Much of the panel’s discussion was focused on technological changes that might exacerbate this already-combustible situation. Narang took the lead in describing how India was acquiring the capabilities to pursue counterforce strikes (i.e., take out Pakistan’s nuclear arsenal in a preventive or more likely preemptive strike). These included advances in information, surveillance and reconnaissance capabilities to be able to track and target Islamabad’s strategic forces, as well as a missile-defense system that could take care of any missiles the first strike didn’t destroy. He also noted that India is pursuing a number of missile capabilities highly suited for counterforce missions, such as Multiple Independently Targetable Reentry Vehicles (MIRVs), Maneuverable Reentry Vehicles (MARVs) and the highly accurate BrahMos missiles that Dehli developed jointly with Russia. “BrahMos is one hell of a counterforce weapon,” even without nuclear warheads, Narang contended.

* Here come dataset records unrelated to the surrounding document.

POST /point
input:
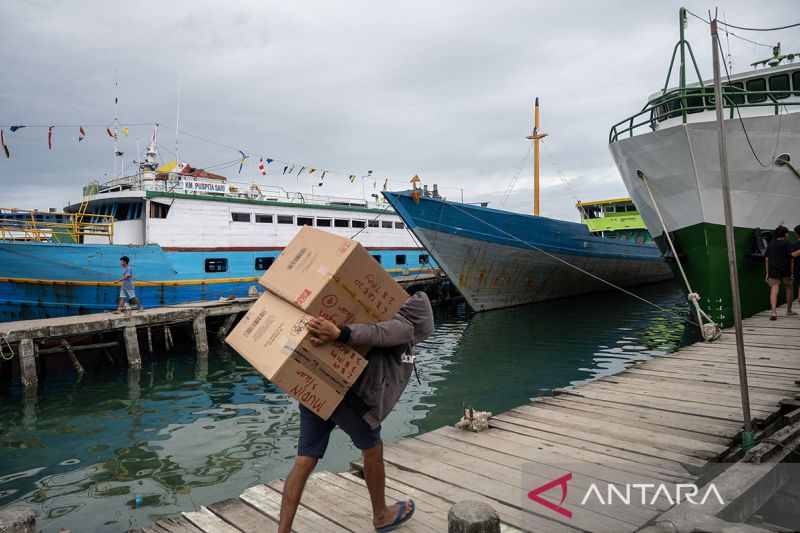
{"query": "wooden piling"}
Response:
(200, 335)
(132, 347)
(27, 364)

As Narang himself admitted, there’s little reason to believe that India is abandoning its no-first-use nuclear doctrine in favor of a first-strike one. Still, keeping in mind Krepon’s point about miscalculation, that doesn’t mean that these technological changes don’t increase the potential for a nuclear war. It is not hard to imagine a scenario where the two sides stumble into a nuclear war that neither side wants. Perhaps the most plausible scenario would start with a Mumbai-style attack that Indian leaders decide they must respond to. In hopes of keeping the conflict limited to conventional weapons, Delhi might authorize limited punitive raids inside Pakistan, perhaps targeting some of the terrorist camps near the border. These attacks might be misinterpreted by Pakistani leaders, or else unintentionally cross Islamabad’s nuclear thresholds. In an attempt to deescalate by escalating, or else to halt what they believe is an Indian invasion, Pakistani leaders could use tactical nuclear weapons against the Indian troops inside Pakistan.
With nuclear weapons introduced, Delhi’s no-first-use doctrine no longer applies. Indian leaders, knowing they’d face incredible domestic pressure to respond, would also have no guarantee that Pakistani leaders didn’t intend to follow the tactical use of nuclear weapons with strategic strikes against Indian cities. Armed with what they believe is reasonable intelligence about the locations of Pakistan’s strategic forces, highly accurate missiles and MIRVs to target them, and a missile defense that has a shot at cleaning up any Pakistani missiles that survived the first strike, Indian leaders might be tempted to launch a counterforce first strike. As former Indian National Security Advisor Shivshankar Menon wrote in his memoirs (which Narang first drew people’s attention to at the Carnegie Nuclear Policy Conference in March): “India would hardly risk giving Pakistan the chance to carry out a massive nuclear strike after the Indian response to Pakistan using tactical nuclear weapons. In other words, Pakistani tactical nuclear weapon use would effectively free India to undertake a comprehensive first strike against Pakistan.”
One factor Indian leaders would be forced to consider is how the other third of Asian nuclear triangle, China, would react. Although the Stimson Center event focused primarily on India and Pakistan, China has always been the primary focus of India’s nuclear program. Beijing is also a staunch if informal ally of Pakistan, with a growing economic stake in the country. It is this multipolarity that is the hallmark of the second nuclear age.